In part 1 of this article I will outline some of the issues you ought to consider when gridding point data. In part 2 I will look at how the different gridding methods perform when trying to reconstruct a raster from a point dataset.
You have a TAB file with point data, or a collection of LAS or LAZ files, or one or more ASCII files with delimited point data – and you want to grid this data to create a raster. To get a good result from a gridding operation you need to consider the following issues-
Source data arrangement
There are six typical source data configurations.
Points are arranged in a grid pattern with regular or semi-regular spacing in X and Y. Consider the sample spacing to be the smallest of the average distance between samples in the X direction and the Y direction.
Points are collected at a regular sample spacing along parallel lines that are regularly spaced. Consider the sample spacing to be the distance between the lines. Generally, along lines the measurements will be oversampled.
Points are collected at a regular sample spacing along a network of interconnected non-parallel lines (for example following a road network). Consider the sample spacing to be the average distance between lines, which you may only be able to judge by visual inspection.

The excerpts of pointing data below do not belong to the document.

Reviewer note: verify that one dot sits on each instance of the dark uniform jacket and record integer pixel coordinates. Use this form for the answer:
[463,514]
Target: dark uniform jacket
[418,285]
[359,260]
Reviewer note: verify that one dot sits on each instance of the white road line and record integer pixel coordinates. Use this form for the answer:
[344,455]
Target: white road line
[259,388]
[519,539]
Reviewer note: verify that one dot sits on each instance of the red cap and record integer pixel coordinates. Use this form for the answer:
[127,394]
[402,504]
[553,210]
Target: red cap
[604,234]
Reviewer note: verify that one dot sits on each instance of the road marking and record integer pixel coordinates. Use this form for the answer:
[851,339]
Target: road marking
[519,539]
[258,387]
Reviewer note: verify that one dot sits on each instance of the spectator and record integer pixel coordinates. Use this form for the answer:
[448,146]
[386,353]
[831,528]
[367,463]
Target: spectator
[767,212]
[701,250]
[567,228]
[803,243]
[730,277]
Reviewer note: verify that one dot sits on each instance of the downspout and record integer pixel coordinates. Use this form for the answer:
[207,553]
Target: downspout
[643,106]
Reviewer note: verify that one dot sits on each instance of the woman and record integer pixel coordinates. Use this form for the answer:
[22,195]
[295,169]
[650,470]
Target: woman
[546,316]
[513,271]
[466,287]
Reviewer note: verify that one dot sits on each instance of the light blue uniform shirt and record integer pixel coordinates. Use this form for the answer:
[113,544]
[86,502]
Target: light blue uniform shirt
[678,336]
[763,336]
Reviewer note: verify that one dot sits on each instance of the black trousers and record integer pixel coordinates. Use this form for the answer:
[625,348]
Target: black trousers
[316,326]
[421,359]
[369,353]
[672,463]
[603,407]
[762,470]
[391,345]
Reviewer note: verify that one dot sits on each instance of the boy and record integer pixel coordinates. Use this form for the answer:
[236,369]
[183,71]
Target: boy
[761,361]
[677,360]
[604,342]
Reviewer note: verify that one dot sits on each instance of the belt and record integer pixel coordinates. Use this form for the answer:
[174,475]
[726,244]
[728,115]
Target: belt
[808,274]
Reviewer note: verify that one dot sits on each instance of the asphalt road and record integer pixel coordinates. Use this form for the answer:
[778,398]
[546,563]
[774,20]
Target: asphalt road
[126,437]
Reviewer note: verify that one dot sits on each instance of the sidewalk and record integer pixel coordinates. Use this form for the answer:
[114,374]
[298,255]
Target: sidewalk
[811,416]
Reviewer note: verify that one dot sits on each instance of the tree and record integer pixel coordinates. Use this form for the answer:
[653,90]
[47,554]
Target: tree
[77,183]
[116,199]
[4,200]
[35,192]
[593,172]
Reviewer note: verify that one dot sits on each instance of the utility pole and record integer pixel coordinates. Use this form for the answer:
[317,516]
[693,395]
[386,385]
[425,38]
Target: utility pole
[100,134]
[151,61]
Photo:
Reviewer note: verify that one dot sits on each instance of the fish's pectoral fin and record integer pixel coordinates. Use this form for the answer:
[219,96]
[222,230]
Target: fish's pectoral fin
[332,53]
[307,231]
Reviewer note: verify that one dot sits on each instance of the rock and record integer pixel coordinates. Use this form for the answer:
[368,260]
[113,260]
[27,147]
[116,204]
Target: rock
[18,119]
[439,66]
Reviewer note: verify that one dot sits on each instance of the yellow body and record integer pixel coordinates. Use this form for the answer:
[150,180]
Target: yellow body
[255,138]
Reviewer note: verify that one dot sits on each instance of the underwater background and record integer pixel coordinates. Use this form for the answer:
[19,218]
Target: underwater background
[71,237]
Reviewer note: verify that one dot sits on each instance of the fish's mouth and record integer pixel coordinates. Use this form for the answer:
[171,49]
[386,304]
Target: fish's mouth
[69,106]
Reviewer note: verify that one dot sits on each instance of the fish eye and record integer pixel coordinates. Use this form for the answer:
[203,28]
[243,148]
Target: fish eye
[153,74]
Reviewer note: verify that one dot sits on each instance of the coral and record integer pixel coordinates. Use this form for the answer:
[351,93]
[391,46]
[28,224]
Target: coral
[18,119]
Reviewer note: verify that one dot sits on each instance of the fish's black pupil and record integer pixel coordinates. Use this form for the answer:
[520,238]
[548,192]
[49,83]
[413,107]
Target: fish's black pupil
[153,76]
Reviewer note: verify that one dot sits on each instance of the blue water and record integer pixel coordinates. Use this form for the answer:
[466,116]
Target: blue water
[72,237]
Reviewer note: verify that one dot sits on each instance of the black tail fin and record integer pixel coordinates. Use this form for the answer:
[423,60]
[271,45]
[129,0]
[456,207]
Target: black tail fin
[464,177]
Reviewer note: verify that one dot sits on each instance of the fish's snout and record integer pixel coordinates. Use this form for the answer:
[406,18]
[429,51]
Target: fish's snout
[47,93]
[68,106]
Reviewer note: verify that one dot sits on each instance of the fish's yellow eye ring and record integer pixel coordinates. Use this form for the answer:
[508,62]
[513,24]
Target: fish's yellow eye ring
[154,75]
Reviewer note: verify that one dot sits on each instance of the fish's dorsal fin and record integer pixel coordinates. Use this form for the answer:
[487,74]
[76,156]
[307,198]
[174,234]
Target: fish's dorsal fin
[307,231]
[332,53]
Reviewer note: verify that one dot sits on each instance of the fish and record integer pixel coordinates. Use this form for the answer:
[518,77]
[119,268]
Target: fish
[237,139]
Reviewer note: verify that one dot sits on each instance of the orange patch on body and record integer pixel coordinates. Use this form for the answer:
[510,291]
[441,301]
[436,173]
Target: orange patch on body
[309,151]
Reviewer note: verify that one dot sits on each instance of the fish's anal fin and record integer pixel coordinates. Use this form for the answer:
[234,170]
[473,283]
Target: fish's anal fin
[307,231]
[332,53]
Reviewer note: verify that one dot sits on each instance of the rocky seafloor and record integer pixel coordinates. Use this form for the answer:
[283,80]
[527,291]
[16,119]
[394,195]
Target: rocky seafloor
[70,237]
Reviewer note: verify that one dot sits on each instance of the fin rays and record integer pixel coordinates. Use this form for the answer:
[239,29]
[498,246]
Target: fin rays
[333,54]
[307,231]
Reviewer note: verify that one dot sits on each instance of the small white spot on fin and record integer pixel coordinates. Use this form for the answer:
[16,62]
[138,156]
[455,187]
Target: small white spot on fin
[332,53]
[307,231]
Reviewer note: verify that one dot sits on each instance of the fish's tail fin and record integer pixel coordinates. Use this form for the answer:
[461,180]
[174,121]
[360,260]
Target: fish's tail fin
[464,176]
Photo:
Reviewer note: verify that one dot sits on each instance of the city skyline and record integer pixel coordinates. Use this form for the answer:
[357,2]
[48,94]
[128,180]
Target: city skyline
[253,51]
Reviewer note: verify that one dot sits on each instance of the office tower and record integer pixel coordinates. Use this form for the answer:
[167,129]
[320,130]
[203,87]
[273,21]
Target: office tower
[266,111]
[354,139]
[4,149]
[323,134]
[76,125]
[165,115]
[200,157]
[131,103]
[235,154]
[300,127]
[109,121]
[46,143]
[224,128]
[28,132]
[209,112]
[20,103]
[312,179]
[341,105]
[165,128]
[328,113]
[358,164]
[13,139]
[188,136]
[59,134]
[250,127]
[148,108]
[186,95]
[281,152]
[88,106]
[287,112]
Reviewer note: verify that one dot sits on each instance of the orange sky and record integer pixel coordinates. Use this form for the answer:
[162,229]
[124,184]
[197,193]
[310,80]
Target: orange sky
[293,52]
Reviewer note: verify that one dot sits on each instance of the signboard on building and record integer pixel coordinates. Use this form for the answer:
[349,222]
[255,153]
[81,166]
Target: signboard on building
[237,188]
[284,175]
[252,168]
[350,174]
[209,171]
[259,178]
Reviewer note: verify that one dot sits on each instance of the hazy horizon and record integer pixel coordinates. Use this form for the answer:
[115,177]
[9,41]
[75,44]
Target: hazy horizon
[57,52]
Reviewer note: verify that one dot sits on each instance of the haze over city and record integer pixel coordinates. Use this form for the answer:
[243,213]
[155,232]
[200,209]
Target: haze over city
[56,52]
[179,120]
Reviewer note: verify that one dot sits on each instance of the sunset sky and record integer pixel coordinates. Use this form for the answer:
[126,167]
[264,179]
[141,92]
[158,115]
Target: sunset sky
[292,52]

Points are randomly located in space. A sample density analysis can help you to compute the average sample spacing and histogram statistics can give you a sense of the sample spacing distribution.
Points are randomly located but occur in clusters where point density is elevated. A sample density analysis can help you to compute the average sample spacing and histogram statistics can give you a sense of the sample spacing distribution.
A mixture of two or more of the source data arrangements described above. These are the hardest kinds of datasets to grid, and are often considered multi-scale.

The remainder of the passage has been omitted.